Garrett dalam bukunya menyebutkan, semua pelaku kejahatan, awalnya (ditangkap polisi) tidak mengakui kejahatannya. Setelah didesak dan polisi punya bukti, kemudian tersangka mengaku.
Tapi, ketika pelaku kriminal didesak polisi, otomatis pelaku berpikir tentang cara mengeliminir tingkat kejahatan. Misal, biasanya polisi bertanya ke tersangka: "Sudah berapa kali kamu melakukan itu?" Lalu tersangka menjawab: "Baru kali ini, pak."
Itu yang disebut Garrett sebagai kontaminasi dalam pengakuan tersangka.

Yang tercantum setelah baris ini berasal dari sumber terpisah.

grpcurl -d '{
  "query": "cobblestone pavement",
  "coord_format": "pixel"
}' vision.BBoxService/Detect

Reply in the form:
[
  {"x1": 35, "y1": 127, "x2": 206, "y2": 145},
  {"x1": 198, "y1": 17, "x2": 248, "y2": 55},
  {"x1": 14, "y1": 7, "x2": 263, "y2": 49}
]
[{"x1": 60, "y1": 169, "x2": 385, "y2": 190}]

Atau, pengakuan tersangka adalah hasil pemikiran untuk meringankan hukuman.
Padahal, umumnya polisi, ketika bertanya sudah punya data tentang tersangka. Pertanyaan digunakan untuk menguji kejujuran tersangka. Untuk memancing reaksi emosi dan tingkat kecerdasan penjahat.

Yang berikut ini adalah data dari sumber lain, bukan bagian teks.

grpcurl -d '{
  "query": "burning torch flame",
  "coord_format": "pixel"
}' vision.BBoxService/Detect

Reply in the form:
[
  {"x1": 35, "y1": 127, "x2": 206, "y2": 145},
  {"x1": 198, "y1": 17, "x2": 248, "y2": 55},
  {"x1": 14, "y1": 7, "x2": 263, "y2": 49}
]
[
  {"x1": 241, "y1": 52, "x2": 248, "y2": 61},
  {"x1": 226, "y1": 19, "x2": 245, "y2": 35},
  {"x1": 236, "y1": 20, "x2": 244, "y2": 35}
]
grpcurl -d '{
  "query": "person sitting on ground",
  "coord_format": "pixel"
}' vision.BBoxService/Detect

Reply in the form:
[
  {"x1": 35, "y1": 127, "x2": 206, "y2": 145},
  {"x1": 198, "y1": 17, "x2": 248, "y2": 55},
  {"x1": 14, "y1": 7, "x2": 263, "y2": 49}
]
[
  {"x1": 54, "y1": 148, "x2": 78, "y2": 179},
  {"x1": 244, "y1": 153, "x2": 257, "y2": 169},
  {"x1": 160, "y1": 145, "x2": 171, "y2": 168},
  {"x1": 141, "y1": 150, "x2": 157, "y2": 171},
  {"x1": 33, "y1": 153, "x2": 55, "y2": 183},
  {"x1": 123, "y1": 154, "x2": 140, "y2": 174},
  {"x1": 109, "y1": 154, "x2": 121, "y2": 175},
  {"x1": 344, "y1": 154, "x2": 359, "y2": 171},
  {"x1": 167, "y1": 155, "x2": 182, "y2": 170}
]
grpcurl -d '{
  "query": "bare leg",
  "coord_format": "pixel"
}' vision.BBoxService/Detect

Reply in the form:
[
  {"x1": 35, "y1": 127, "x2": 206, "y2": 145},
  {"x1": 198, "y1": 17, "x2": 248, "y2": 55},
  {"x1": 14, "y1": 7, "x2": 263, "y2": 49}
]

Setelah polisi tahu bahwa penjahat bohong, maka semua pengakuan tersangka berikutnya, dianggap bohong. Walaupun bukan berarti kalau jawaban penjahat ternyata jujur, lalu semua pengakuan penjahat itu jujur. Tidak. Penjahat yang cerdas, tahu bahwa ia sedang dipancing polisi.
Semua penjahat, menurut buku itu, sudah memperhitungkan risiko jika ia ditangkap polisi, lengkap dengan pengakuan yang akan diberikan ke polisi. Jadi, sudah disiapkan.

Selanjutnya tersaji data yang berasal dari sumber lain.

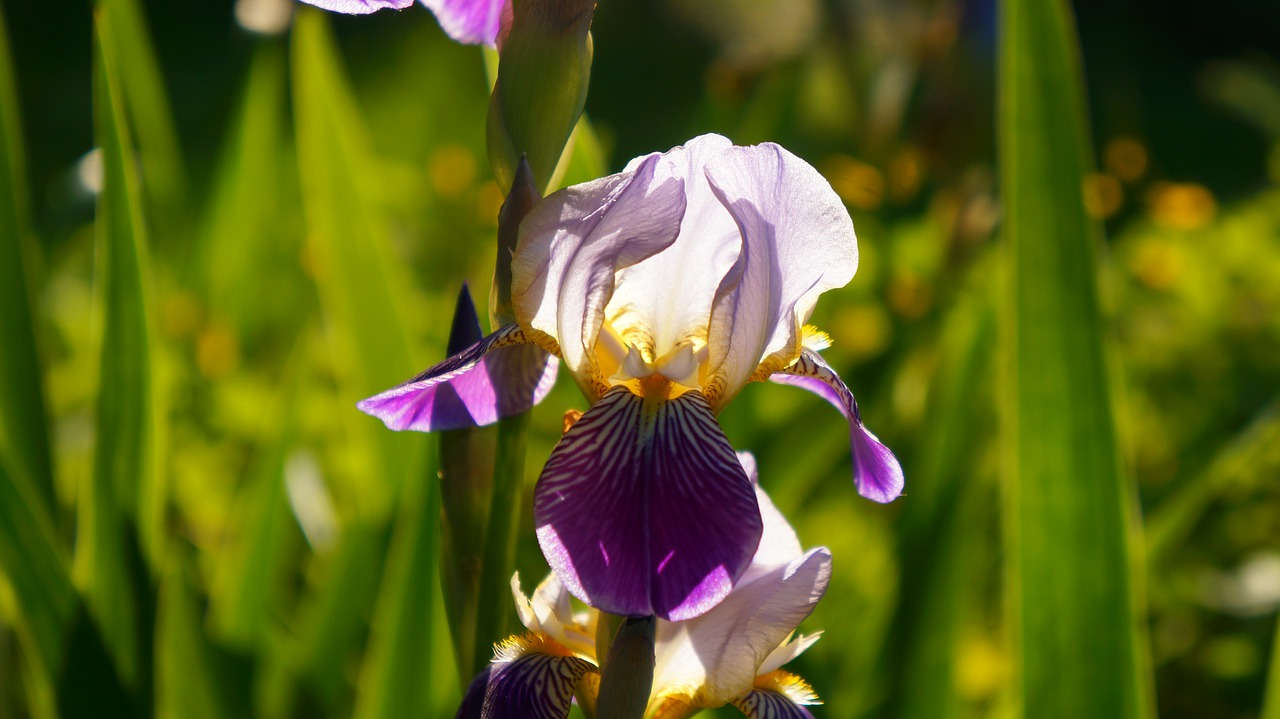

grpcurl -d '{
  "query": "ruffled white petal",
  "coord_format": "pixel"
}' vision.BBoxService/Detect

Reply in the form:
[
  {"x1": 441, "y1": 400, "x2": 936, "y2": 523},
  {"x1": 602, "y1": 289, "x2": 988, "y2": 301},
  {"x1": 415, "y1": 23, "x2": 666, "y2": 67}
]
[
  {"x1": 702, "y1": 143, "x2": 857, "y2": 410},
  {"x1": 512, "y1": 154, "x2": 687, "y2": 400},
  {"x1": 606, "y1": 134, "x2": 741, "y2": 362}
]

Tersangka Ecky sudah dikenakan Pasal 340 KUHP, pembunuhan berencana. Ancaman hukumannya: Hukuman mati.
Lalu, apa guna mengungkap motif, jika terbukti itupembunuhan berencana?
Motif kejahatan selalu dijadikan pertimbangan majelis hakim dalam memutus suatu perkara. Itu sebab, Ecky dijerat Pasal 340 KUHP, juncto Pasal 338 KUHP, pembunuhan (tanpa perencanaan). Ancaman hukuman 15 tahun penjara.
Penyedikan polisi, sebagai penyidikan tingkat pertama, sangat penting dalam perkara pidana. Berangkat dari situlah Jaksa Penuntut Umum mengeluarkan tuntutan hukuman. Akhirnya hakim memutuskan vonis.
Di perkara mutilasi Angela, publik sudah ngeri menyimak berita tentang kekejaman tersangka. Menghebohkan Indonesia. Membayangkan, jika suatu saat Ecky sudah bebas penjara, apakah kekejaman itu bakal terulang?
Tapi, polisi tetap harus bisa membuktikan bahwa motif mutilasi itu bukan asmara, seperti sudah dikatakan. Buktinya harus kuat, diuji di persidangan. (*)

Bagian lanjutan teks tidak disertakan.